From banker to pastry chef. Or from marketing tycoon to market trader. From designer to inventor. From furniture maker to teacher. I now ask you a question of conscience: do you also sometimes long for a different profession? 

The marketing tycoon who became a market trader, he's a friend of mine. And the designer who became an inventor too. The state secretary who became a bus driver, we all know him. Fred Teeven, after all. The banker who retrained as a pastry chef, I invented him. I liked the alliteration. But he will undoubtedly exist. Or she, of course. I don't engage in word politics.

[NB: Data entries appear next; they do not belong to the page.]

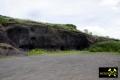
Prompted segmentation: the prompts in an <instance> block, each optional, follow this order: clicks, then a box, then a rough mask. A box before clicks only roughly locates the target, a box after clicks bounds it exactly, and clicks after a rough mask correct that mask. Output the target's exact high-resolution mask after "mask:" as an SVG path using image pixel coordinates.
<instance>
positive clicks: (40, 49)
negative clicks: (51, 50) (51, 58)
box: [27, 49, 47, 55]
mask: <svg viewBox="0 0 120 80" xmlns="http://www.w3.org/2000/svg"><path fill="white" fill-rule="evenodd" d="M46 52H47V50H44V49H33V50H30V51H28V53H27V54H28V55H41V54H45V53H46Z"/></svg>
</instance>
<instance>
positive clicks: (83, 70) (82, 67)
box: [0, 53, 120, 80]
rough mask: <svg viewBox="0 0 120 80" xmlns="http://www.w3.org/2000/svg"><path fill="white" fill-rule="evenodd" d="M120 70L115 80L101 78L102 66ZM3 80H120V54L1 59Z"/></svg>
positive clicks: (12, 58) (1, 77) (27, 56)
mask: <svg viewBox="0 0 120 80" xmlns="http://www.w3.org/2000/svg"><path fill="white" fill-rule="evenodd" d="M114 66H117V67H118V68H119V77H118V78H115V79H107V78H99V74H98V73H99V67H114ZM0 80H120V55H112V54H103V53H102V54H74V55H64V56H48V55H41V56H25V57H12V58H4V59H0Z"/></svg>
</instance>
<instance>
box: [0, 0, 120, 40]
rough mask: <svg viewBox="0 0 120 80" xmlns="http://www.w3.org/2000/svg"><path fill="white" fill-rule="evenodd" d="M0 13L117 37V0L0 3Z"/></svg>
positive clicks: (37, 0)
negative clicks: (64, 25) (76, 28)
mask: <svg viewBox="0 0 120 80" xmlns="http://www.w3.org/2000/svg"><path fill="white" fill-rule="evenodd" d="M0 14H2V15H7V16H11V17H17V18H23V19H32V20H36V21H44V22H52V23H72V24H75V25H77V26H78V29H80V30H81V29H85V28H87V29H89V30H90V31H92V32H93V33H94V34H100V35H108V36H111V37H115V38H116V37H117V38H120V35H118V34H120V32H119V31H118V30H119V28H118V27H119V26H120V24H119V23H120V22H119V21H120V15H119V14H120V0H0ZM116 31H117V32H116ZM116 35H117V36H116Z"/></svg>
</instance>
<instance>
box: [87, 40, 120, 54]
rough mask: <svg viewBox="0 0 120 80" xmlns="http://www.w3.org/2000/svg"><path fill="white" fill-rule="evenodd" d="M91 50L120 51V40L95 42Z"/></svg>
mask: <svg viewBox="0 0 120 80" xmlns="http://www.w3.org/2000/svg"><path fill="white" fill-rule="evenodd" d="M88 50H89V51H91V52H120V41H104V42H98V43H95V44H93V45H92V46H91V47H90V48H89V49H88Z"/></svg>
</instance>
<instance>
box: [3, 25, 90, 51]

Back to the topic: there are a lot of people who secretly long for another profession. But there are not many who dare to make the complete switch.

You do?

Typically, men and women with such a desire find the risk of change too great. And that is understandable. However, it is not a good idea to bury such a secret desire – the healthy urge to do something completely different – under a thick layer of earth.

If you ask me, at least. And you don't ask me, but you read this story. And that's pretty much the same. If I may say something sensible about it, it's the following:

Two different areas of expertise are better than one.

The banker who dreams of a job as a pastry chef can – in my opinion – simply remain a banker. Perhaps he or she can go to the MBO for a half day a week to learn the trade of pastry chef.

I know a professor who did it that way. A half day of pastry baking at the MBO in exchange for a half day of teaching. Not to go full-time pastry baking, but to be able to do it. That is something different than a total switch, but it is satisfying. Making something with your hands instead of coming up with solutions for complex problems.

My point is this: your current career – your profession, your expertise – doesn’t have to get in the way of your secret desire for a new profession.

Accountancy and goldsmithing. Lawyer and cartoonist. Dentist and teacher. Why not?

I am even a great advocate of it. You strengthen your familiar didactic talents by adding your other talent to them. The professor I know, who weighs. The accountant, who forges. The lawyer enlarges the unique characteristics of man to the limits of the absurd. The dentist improves.

Do you have a secret desire for another profession? Invest in yourself. Please give that desire space. And find a way to combine it.